Un gioco di specchi
Ci
sono persone che spendono la loro vita a svalutare gli altri. Per
andare avanti hanno bisogno di denigrare, nell’illusione che, abbassando
l’altro, loro stessi si troveranno più in alto. In realtà, gli altri ci
fanno sempre da specchio e il modo in cui entriamo in relazione svela
quello che invece vorremmo nascondere. La vita è decisamente un gioco di
specchi. L’evangelista Luca lo sa bene. Nel suo Vangelo infatti propone
continuamente dei doppi, persone opposte che, stando l’una davanti
all’altra, si svelano reciprocamente: Marta e Maria, Simone e la
peccatrice, il Fariseo e il Pubblicano.
Il Fariseo, l’uomo che deve mostrare sempre una facciata di
perfezione e di correttezza, ha paura di essere un peccatore come il
Pubblicano.

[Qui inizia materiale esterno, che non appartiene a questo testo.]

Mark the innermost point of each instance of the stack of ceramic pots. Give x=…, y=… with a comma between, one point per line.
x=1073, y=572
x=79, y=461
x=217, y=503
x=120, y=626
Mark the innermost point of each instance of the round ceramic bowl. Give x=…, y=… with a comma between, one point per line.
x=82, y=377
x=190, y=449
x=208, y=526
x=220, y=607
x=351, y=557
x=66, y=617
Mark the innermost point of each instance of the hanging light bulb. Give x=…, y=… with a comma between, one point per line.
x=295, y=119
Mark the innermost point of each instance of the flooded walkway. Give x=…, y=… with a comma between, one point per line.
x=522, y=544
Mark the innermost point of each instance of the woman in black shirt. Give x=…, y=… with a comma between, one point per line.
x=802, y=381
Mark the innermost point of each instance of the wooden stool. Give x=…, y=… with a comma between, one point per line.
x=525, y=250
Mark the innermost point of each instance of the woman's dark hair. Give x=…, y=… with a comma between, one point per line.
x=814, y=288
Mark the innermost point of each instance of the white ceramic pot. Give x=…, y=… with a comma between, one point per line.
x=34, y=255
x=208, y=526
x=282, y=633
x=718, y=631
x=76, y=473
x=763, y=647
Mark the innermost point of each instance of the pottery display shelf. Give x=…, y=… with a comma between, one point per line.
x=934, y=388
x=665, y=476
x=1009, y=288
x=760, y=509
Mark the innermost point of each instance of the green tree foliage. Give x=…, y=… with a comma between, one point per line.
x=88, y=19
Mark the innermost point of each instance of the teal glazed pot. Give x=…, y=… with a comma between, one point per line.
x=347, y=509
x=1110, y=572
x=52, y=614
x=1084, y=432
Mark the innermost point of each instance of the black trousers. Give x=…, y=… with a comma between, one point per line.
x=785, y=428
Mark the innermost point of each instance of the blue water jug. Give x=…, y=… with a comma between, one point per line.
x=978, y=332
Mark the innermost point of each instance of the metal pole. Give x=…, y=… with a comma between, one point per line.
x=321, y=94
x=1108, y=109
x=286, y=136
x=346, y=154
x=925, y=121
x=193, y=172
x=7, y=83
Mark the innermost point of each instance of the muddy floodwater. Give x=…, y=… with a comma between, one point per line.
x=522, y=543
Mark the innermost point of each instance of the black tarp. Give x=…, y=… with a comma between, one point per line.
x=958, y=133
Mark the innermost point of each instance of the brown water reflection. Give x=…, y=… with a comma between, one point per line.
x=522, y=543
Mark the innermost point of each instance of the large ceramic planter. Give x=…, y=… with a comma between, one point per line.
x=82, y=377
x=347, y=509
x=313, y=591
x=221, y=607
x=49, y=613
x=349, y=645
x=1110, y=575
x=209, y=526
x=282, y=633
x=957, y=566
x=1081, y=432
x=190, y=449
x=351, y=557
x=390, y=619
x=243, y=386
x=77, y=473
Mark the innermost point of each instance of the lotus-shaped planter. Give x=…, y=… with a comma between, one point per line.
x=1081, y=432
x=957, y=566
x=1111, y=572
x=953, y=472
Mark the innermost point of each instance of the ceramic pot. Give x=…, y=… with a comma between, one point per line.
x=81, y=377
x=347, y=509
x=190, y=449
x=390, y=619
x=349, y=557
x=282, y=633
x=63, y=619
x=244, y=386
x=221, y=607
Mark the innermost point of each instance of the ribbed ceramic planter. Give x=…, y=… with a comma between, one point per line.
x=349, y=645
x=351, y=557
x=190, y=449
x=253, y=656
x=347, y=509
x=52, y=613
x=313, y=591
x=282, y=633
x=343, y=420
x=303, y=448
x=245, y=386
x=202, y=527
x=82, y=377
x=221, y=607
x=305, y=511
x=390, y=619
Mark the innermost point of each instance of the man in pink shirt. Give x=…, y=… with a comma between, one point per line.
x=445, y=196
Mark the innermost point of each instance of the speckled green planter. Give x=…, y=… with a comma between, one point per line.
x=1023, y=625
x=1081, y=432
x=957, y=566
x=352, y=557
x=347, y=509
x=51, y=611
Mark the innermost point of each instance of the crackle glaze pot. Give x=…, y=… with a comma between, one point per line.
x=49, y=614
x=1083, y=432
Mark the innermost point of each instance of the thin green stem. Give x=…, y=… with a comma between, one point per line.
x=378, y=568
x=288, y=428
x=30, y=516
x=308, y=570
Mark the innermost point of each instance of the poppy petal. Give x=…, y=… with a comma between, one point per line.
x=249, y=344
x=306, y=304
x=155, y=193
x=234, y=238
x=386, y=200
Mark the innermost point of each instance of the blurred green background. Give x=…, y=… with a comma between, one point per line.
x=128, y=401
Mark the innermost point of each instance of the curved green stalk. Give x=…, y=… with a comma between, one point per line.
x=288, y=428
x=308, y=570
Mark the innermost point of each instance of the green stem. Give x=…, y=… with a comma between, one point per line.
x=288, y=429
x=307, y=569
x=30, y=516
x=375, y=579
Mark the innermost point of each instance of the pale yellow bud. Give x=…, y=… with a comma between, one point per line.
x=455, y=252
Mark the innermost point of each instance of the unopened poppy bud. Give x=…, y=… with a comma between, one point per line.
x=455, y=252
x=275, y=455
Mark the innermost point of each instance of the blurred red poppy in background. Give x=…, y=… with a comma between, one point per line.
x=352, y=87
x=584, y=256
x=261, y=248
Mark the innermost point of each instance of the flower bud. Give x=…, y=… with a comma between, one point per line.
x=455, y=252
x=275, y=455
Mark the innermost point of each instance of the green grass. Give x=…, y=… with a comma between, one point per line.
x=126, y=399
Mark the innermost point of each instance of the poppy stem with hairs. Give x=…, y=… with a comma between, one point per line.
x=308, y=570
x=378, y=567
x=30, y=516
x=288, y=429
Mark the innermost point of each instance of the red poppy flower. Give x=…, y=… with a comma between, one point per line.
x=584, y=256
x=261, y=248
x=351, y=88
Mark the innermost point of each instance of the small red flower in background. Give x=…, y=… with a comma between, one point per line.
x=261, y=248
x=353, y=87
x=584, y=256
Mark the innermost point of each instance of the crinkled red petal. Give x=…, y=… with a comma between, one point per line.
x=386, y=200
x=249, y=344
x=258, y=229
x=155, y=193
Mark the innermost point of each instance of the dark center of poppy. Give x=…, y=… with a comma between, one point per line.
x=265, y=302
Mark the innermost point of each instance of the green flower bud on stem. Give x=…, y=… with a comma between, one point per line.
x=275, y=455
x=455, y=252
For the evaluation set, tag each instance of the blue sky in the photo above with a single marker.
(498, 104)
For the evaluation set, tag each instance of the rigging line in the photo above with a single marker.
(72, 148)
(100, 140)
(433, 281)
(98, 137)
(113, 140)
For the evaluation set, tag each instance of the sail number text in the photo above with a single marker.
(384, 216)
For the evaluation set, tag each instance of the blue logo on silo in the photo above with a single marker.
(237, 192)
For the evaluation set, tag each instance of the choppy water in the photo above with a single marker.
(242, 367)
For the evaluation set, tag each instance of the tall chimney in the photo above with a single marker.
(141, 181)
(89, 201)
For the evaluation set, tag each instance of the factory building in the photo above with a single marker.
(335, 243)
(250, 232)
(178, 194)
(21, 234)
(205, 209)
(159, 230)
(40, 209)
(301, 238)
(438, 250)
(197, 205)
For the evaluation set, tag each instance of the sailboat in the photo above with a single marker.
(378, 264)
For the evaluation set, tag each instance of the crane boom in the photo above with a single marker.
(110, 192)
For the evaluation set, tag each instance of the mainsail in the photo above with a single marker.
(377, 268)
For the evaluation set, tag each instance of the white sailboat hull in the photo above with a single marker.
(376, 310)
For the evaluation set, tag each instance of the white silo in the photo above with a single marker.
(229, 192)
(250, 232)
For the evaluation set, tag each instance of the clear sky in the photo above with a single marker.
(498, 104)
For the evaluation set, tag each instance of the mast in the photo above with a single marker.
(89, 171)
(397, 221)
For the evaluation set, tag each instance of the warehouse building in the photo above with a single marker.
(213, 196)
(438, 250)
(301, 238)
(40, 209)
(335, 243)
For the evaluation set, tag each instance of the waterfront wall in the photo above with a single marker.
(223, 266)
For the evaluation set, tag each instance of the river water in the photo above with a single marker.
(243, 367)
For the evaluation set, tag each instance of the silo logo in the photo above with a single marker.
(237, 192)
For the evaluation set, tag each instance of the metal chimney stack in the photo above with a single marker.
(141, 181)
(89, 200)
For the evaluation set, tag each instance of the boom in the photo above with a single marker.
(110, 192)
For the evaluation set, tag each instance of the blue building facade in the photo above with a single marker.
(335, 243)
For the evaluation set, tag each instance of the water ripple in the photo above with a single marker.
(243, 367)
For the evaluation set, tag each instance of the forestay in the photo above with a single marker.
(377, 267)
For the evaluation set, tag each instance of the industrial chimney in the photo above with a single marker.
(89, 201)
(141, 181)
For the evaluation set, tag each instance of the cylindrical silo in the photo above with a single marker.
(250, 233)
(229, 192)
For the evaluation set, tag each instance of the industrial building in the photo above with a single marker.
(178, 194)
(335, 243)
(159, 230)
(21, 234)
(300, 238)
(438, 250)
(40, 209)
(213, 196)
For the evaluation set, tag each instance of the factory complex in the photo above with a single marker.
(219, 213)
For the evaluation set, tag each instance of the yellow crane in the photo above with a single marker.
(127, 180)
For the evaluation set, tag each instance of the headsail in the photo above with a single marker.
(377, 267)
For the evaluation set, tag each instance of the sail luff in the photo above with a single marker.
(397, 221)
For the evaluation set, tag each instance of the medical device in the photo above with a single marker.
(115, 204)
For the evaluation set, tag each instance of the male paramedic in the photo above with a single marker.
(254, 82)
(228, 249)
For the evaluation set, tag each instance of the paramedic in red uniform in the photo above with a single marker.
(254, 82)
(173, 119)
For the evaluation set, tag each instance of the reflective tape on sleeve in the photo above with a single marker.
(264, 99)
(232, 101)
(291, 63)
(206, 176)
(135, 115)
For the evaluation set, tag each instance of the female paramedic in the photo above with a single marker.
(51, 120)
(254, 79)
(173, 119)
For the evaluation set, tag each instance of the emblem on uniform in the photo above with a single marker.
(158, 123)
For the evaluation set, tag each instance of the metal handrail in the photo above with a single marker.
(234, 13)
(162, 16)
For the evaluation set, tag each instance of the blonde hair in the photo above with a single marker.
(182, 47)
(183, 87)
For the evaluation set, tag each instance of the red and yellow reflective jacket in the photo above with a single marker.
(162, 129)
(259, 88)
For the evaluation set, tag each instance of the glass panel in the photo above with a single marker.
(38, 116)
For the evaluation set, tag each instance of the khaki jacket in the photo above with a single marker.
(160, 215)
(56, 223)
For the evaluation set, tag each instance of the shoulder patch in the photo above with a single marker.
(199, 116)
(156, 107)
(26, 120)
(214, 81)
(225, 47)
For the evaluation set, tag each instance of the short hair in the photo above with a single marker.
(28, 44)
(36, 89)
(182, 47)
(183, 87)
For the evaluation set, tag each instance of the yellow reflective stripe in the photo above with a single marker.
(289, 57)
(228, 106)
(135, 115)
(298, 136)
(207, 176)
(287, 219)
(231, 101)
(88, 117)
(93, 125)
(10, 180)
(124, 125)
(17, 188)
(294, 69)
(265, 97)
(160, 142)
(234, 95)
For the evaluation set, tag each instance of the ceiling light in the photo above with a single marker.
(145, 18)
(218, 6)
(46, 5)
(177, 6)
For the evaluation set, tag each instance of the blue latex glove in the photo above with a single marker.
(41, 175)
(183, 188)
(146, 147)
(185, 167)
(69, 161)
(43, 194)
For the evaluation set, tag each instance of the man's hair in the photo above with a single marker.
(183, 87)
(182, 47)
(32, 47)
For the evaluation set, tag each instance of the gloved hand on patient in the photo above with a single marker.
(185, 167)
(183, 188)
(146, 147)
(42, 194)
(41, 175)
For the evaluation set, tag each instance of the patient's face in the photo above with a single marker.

Il Pubblicano, da parte sua, è talmente peccatore che non ha
la possibilità di nascondersi. Per allontanare da sé lo spettro del
fallimento e dell’errore, il Fariseo accentua i suoi comportamenti
irreprensibili, fino al punto però da non vedere più nient’altro che se
stesso.
La sfiducia negli altri
Il
Fariseo è l’uomo ossessionato dal proprio io. È talmente impegnato a
costruire la propria immagine che distrugge ogni possibilità di
relazione. Finisce pian piano con il restare solo, perché nessuno è
adeguato a stare alla sua presenza, nemmeno Dio! Nella sua preghiera, il
Fariseo si mette al posto di Dio, attribuisce a se stesso il nome che è
solo di Dio: “Io sono”.
Per convincersi della sua perfezione, il Fariseo che è dentro di noi
deve abbassare gli altri. Il confronto distrugge la sua sicurezza di
essere il migliore. Per evitare questo paragone, il Fariseo parte sempre
da un presupposto negativo sugli altri: tutti gli altri devono essere
considerati cattivi e inaffidabili, perché questo è il solo modo per
garantire la sua unicità.
E infatti dice di digiunare due volte alla settimana, sebbene la
legge prescrivesse di digiunare una sola volta all’anno, nel giorno
dell’espiazione (Lv 16,29). Ma il Fariseo digiuna anche per quelli che,
secondo lui, non lo fanno. Allo stesso modo dice di pagare la decima su
tutto, ma la legge prevedeva la decima solo su quello che viene venduto
(Dt 12,17). Il Fariseo paga infatti la decima anche su quello che
compra, nell’eventualità che chi gli ha venduto la merce non l’abbia
fatto come avrebbe dovuto.
Nel suo delirio di perfezione, il Fariseo va a coprire tutti i
possibili spazi vuoti lasciati dall’imperfezione degli altri. Una vita
ossessionata dall’immagine della propria perfezione non può certo essere
una vita riconciliata.
Riconoscere il proprio limite
Al
contrario, il Pubblicano vede la sua vita così com’è. Il suo peccato è
evidente, non saprebbe dove nasconderlo: le sue mani sono sporche dei
soldi delle tasse, raccolte per di più in nome degli stranieri che
opprimono il suo popolo, e sicuramente approfittando e rubando. Il
Pubblicano si lascia vedere anche da Dio così com’è. Riconosce i suoi
limiti, li accoglie, sa chiedere aiuto.
Chi riconosce il suo limite permette alle relazioni di vivere: il
Pubblicano si ferma a distanza, cioè riconosce di stare alla presenza di
un altro. Nel suo linguaggio l’Io lascia il posto al Tu. Riconoscere il
proprio peccato, ci mette già in relazione con Dio. Per questo motivo,
la vita del Pubblicano è una vita riconciliata.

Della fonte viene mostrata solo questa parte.